A good way to evaluate yourself on leadership is to look back at the response and see how self-motivated you are. Did someone need to tell you everything that needed done? By this point you should have a good idea on the tasks that need completed. Did your officer need to tell you to street roll the hose or to restock the EMS bag? While you were doing these tasks did you grab some of your firefighters to help you? These are some small steps toward true leadership and start placing you in the officer frame of mind.
The junior high school period is also a good time to seek out help with a skill that continues to give you trouble. For example, you have run a few fires where you have had trouble with pulling a ceiling. You are having trouble mastering the technique of using a pike pole and gave yourself a C. This is a good time to seek out some help before you are expected to lead. Where do you start? With today's technology driven age start with a Google search! You might be surprised by the things you can learn from the internet. If that doesn't provide the answer's that you are looking for you may need to go back and find an instructor from your past to help you. Remember that we are striving to make A's and while we may never make straight A's we sure are trying hard to make that goal happen!
How are the grades looking now? The junior high days have come to a rapid conclusion, you have achieved your goal as you have now passed your national registry test and you are now a paramedic. Congratulations, you deserve a big pat on the back. With your completion of the program your grades must have been good, but how good? Let's say that you are at a B level. That is a great starting spot, comfortable, but not cocky is a good place to start your paramedicine career. But how was your leadership grade? Hopefully you are at a C level because the promotion test is next week and you ready to tackle it? Watch out high school here I come!
High School (Years 9 - 15): The Mature Phase
Welcome to the high school years for your fire service career! You have made your way from a new student to the time where the real learning and experience transforms you from a teenager to an adult. With that in mind how are they similar? Well, by this time you should be ready to step into an officer position. A junior officer in the fire service is usually where the leadership responsibilities start. You have studied and passed the test, made your move from the jumpseat to the front seat, and now what? Well, it's time to take the lead and direct your crew. It is a hard transition for some people to make, but hopefully due to your report card you should be well prepared.

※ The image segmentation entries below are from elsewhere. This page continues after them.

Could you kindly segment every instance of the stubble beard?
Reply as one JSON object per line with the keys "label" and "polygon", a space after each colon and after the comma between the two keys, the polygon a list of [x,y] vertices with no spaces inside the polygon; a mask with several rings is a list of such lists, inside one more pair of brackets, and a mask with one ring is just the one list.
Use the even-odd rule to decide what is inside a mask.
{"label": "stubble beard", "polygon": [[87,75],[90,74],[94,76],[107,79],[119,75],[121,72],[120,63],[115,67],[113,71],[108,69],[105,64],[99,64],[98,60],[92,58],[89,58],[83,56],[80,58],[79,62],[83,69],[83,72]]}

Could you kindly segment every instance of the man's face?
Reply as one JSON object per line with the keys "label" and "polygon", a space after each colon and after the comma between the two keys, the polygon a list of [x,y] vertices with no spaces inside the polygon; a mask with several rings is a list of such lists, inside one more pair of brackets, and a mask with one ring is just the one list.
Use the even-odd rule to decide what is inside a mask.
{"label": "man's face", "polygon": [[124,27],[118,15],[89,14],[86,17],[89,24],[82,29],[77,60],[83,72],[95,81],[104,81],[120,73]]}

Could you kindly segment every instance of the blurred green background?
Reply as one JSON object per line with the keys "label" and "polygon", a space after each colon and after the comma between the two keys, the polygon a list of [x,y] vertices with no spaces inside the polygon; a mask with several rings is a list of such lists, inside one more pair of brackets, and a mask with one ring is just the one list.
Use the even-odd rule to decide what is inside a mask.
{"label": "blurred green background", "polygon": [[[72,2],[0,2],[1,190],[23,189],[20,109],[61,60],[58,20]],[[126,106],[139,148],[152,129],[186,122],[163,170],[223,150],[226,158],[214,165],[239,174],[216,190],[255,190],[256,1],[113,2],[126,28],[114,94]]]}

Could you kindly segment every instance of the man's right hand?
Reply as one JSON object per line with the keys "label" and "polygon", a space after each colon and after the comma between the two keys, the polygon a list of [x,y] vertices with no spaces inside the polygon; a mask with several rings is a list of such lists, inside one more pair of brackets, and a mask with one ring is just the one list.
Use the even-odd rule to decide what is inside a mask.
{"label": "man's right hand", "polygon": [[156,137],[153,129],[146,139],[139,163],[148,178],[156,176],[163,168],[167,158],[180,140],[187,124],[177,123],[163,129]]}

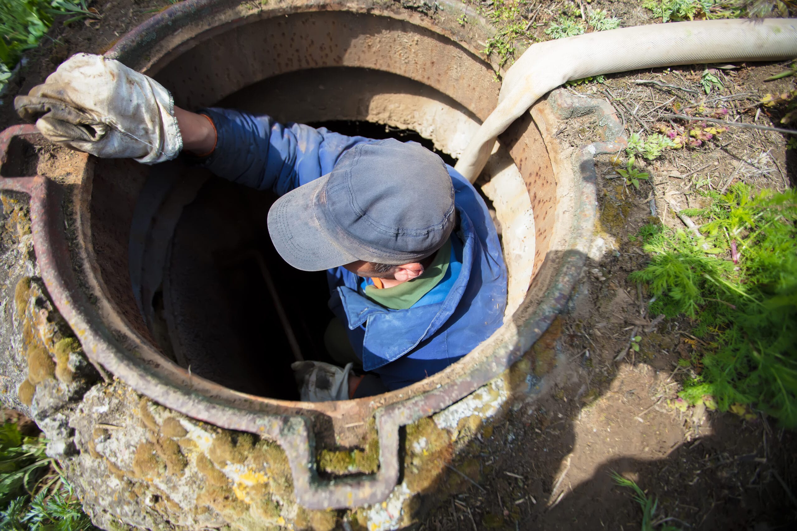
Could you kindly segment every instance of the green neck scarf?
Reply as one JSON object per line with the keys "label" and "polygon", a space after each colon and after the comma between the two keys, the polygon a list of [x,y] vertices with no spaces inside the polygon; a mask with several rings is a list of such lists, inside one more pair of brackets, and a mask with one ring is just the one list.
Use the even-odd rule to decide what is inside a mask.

First thing is first. When switching from a follower to a leader role is the need to establish what kind of leader do you want to be. Do you want to be old school or new school or a mixed bag of both? Maybe a good leader mixes the old with the new. There are appropriate times to use both philosophies but knowing when is what makes a good leader great. For example, while making sure station duties and truck checks are done is fine and good to use the understanding role as a leader. These are important roles and responsibilities but under these circumstances an easy going approach is welcome. Switch gears and put you and crew on the scene of a house fire and things become a little more dependent. There are certain things that must be completed and tasks accomplished while keeping a close watch on everyone's saftey. Although having your crew be able to think by themselves is great, there are times when everyone must also be directed to perform. A old school drill instructor can be used at this point to accomplish the goal and following department sop's . Each style of leadership can be chosen but always remember that the young firefighters are building their impressions from your performance. So what would be your grade on leadership? This is when you can lean on your followers to asign your grade. If they listen and give you 100 percent you deserve that A, but if they are having a hard time following your directions and seem resistant it may be time to reevaluate and try a different style.